Home > Blockchain >  Python: Can I create a dummy based on search conditions in one column with text series?
Python: Can I create a dummy based on search conditions in one column with text series?

Time:12-18

I was wondering how I could create a dummy variable for the following condition: column 'lemmatised' contains at least two words from 'innovation_words'. Innovation_words is a list I defined myself:

innovation_words = ['community', 'local', 'charity', 'event', 'partner',
                'volunteering', 'plastic', 'surplusfood']

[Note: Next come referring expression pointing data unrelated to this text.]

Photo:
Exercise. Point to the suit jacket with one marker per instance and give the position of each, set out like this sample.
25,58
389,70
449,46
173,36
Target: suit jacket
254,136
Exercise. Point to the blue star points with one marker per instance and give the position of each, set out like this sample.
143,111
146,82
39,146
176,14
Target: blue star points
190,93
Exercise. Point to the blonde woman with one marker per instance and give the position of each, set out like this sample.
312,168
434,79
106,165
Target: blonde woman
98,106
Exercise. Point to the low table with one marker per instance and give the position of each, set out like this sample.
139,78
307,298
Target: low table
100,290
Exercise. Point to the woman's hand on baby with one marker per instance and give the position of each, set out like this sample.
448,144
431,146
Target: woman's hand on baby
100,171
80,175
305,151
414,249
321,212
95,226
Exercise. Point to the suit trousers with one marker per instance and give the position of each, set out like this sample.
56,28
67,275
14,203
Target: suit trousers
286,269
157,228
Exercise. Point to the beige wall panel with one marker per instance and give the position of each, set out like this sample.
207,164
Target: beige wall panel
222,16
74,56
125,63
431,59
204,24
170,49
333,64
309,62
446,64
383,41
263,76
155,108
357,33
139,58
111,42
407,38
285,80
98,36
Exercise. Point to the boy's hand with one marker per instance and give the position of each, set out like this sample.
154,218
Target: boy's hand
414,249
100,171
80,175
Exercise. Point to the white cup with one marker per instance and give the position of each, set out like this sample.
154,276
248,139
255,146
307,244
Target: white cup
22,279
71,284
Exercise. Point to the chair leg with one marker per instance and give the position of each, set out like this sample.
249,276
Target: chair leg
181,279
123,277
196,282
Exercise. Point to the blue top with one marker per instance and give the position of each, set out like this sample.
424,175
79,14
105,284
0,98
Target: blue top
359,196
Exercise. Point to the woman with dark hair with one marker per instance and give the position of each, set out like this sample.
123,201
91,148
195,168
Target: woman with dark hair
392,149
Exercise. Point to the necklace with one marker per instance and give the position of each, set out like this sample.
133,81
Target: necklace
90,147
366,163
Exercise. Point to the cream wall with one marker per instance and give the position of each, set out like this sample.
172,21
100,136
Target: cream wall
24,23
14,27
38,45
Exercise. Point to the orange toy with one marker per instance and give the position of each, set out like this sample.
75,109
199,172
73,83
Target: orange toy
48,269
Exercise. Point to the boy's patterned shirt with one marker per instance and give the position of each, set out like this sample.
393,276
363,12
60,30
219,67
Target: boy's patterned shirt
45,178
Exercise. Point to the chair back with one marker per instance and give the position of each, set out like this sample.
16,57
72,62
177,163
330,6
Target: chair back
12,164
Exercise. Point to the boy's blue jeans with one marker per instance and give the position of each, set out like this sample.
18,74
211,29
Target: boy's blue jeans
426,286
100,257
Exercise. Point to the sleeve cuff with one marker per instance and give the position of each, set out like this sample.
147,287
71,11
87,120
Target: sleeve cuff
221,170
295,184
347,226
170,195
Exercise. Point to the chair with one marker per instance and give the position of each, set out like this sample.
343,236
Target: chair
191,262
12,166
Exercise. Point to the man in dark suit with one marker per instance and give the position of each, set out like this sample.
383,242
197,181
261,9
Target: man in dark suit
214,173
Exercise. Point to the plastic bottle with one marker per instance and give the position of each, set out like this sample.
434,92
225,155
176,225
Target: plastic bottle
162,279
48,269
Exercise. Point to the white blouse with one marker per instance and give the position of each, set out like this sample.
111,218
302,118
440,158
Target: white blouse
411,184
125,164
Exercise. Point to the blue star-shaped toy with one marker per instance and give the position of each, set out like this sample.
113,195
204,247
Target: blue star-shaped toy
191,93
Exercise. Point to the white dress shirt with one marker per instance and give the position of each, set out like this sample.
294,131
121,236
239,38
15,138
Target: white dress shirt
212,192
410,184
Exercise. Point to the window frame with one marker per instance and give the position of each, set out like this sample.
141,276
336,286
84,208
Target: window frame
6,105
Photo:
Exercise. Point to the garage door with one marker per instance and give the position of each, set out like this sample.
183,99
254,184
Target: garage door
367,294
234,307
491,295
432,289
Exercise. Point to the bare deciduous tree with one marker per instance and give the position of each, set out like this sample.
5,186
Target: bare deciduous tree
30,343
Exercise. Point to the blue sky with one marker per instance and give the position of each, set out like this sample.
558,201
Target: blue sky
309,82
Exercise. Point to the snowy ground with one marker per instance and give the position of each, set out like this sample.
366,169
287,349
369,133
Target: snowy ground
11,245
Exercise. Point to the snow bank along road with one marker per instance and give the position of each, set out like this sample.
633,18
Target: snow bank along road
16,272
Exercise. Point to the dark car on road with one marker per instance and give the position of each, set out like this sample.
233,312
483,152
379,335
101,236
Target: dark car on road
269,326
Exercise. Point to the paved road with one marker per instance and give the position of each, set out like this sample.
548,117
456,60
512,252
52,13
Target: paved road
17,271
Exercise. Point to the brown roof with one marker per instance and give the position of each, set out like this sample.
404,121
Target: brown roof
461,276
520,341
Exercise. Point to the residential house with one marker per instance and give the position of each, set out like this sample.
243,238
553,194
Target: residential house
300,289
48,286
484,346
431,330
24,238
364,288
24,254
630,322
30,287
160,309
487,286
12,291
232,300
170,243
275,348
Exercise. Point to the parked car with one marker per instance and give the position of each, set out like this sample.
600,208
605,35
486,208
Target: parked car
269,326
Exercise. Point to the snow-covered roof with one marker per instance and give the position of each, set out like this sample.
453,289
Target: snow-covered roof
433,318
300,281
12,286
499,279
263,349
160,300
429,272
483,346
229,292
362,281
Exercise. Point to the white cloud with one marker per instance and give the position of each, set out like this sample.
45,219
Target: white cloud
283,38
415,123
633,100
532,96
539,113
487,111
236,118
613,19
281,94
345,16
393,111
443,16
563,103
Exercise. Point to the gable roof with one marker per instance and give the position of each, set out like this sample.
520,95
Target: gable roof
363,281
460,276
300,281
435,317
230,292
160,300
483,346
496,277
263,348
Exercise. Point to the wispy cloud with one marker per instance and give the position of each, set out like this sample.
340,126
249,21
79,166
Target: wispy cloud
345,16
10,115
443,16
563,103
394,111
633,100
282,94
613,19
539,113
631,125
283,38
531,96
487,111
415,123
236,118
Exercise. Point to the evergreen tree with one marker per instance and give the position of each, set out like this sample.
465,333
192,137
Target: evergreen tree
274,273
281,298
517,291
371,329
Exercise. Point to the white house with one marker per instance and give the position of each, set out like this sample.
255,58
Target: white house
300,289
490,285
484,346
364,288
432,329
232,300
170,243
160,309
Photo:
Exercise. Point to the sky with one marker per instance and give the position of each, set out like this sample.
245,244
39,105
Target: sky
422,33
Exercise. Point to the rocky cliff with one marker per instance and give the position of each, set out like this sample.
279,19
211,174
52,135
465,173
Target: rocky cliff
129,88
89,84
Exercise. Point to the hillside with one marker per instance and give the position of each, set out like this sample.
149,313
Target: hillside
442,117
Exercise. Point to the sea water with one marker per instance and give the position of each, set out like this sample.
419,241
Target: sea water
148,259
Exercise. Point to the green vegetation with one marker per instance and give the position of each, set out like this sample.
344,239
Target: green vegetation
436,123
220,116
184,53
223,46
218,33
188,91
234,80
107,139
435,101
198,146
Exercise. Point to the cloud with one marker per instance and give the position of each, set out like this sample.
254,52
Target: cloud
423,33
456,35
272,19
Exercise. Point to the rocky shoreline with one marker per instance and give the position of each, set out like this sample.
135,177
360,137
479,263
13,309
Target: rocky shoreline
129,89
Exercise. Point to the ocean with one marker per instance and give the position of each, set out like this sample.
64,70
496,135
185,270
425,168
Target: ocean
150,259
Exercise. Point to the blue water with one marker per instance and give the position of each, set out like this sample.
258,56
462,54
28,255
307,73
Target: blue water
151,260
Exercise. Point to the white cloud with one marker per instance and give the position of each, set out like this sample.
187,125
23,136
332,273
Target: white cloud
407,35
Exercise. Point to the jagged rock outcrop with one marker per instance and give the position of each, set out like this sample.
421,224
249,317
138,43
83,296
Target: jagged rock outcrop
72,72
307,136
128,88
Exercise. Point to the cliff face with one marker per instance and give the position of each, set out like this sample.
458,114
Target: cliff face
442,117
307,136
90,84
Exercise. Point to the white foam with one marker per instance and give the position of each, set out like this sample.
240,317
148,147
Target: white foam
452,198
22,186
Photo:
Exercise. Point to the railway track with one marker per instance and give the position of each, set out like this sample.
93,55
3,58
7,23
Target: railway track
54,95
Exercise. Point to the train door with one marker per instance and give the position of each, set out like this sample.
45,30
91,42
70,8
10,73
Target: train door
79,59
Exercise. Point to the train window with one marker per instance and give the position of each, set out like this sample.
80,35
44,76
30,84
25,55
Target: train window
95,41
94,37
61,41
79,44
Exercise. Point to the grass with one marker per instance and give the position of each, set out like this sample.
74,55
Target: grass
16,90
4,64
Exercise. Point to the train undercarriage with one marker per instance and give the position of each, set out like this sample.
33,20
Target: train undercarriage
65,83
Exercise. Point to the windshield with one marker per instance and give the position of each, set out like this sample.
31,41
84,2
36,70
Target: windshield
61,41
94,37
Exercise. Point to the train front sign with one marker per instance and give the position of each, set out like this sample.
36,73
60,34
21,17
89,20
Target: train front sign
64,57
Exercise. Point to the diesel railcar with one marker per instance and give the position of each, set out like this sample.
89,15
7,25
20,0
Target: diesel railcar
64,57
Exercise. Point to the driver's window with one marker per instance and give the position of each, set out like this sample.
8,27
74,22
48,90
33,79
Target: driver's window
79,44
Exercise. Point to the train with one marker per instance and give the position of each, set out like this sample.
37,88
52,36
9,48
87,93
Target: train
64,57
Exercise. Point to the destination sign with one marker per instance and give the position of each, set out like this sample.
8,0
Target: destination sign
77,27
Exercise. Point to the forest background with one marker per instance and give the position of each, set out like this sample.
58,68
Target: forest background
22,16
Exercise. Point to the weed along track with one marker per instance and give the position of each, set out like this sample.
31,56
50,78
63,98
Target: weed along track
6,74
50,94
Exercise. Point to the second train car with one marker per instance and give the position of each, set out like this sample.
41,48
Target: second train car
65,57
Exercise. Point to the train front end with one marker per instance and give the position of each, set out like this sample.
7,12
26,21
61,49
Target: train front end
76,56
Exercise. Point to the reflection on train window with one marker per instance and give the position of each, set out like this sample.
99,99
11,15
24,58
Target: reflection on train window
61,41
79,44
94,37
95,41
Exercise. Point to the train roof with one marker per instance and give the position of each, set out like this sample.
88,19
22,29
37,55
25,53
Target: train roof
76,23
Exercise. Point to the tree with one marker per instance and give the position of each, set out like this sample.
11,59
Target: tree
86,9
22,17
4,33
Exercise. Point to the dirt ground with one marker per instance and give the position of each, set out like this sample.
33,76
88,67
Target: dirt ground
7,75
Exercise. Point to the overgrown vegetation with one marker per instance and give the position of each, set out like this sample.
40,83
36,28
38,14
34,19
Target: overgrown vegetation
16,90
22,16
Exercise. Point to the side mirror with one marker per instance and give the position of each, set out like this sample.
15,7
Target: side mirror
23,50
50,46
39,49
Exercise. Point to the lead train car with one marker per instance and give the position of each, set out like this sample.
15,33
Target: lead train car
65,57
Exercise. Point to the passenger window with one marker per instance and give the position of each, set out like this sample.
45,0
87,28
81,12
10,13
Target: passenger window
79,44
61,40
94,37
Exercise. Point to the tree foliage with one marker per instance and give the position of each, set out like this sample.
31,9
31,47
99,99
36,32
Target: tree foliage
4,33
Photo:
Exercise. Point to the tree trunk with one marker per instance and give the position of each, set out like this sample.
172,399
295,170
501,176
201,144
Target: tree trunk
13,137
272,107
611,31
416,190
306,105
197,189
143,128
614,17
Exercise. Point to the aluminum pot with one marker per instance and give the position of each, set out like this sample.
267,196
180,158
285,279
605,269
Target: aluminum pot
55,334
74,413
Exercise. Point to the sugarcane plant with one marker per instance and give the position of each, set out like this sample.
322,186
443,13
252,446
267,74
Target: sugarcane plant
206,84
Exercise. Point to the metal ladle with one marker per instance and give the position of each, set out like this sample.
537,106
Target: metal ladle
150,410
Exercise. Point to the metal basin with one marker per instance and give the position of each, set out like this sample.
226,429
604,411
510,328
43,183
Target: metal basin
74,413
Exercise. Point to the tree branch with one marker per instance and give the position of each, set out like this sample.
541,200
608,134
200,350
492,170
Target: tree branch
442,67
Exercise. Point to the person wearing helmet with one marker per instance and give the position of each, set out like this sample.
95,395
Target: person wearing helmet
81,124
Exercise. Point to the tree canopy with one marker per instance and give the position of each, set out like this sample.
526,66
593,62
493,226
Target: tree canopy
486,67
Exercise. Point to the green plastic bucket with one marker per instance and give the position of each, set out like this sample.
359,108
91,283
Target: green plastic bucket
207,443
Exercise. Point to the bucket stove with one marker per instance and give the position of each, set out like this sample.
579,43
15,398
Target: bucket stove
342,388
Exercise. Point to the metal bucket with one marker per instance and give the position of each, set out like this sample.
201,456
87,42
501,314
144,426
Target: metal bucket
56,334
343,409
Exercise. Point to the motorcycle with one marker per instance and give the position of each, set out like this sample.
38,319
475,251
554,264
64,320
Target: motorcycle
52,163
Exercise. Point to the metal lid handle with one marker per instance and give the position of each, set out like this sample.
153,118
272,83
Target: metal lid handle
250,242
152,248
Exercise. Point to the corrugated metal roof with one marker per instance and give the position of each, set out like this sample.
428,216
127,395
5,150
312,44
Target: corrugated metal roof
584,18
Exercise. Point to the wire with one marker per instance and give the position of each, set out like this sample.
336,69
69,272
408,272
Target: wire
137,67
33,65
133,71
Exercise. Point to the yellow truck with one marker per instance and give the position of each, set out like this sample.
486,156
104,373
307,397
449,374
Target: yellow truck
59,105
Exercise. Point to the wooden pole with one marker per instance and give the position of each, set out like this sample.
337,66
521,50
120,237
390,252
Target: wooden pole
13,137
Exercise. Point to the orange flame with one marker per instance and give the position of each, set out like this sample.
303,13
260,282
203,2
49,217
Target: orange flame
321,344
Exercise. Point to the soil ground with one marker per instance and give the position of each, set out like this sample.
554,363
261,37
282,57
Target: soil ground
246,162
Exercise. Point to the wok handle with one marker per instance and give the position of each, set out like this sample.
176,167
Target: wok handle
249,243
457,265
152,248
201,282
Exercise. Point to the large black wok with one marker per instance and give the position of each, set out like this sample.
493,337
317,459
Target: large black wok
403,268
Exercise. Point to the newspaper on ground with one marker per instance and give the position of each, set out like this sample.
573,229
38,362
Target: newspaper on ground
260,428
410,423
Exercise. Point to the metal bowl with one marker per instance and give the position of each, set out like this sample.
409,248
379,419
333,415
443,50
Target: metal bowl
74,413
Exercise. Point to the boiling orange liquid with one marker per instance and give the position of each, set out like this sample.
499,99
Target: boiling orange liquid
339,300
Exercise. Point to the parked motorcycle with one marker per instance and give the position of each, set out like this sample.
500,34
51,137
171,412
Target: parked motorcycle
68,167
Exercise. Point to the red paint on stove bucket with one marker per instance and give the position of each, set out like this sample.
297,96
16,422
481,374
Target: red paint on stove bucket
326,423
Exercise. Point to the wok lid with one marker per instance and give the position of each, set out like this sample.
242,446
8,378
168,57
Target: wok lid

The lemmatised column looks like this (I'm fine changing the type or formatting if needed):

data to use for condition

So, if any observation includes for example local and plastic, I would like to have a dummy variable: 'innovation' = 1. Hope someone can help me with this. Some code I already tried:

conditions = [df_posts['lemmatised'].isin(innovation_words), 
          df_posts['lemmatised'].isin(innovation_words)]

dummy = [1,0]

df_posts['innovation'] = np.select(conditions, dummy)

CodePudding user response:

Maybe you can try this:

df_posts['innovation'] = 0 
df_posts.loc[df_posts.lemmatised.isin(innovation_words), 'innovation'] = 1


CodePudding user response:

Use from this code


df['new']=df.lemmatised.map(lambda w: len([i for i in innovation_words if i in w])>1)

just rename the variables

  • Related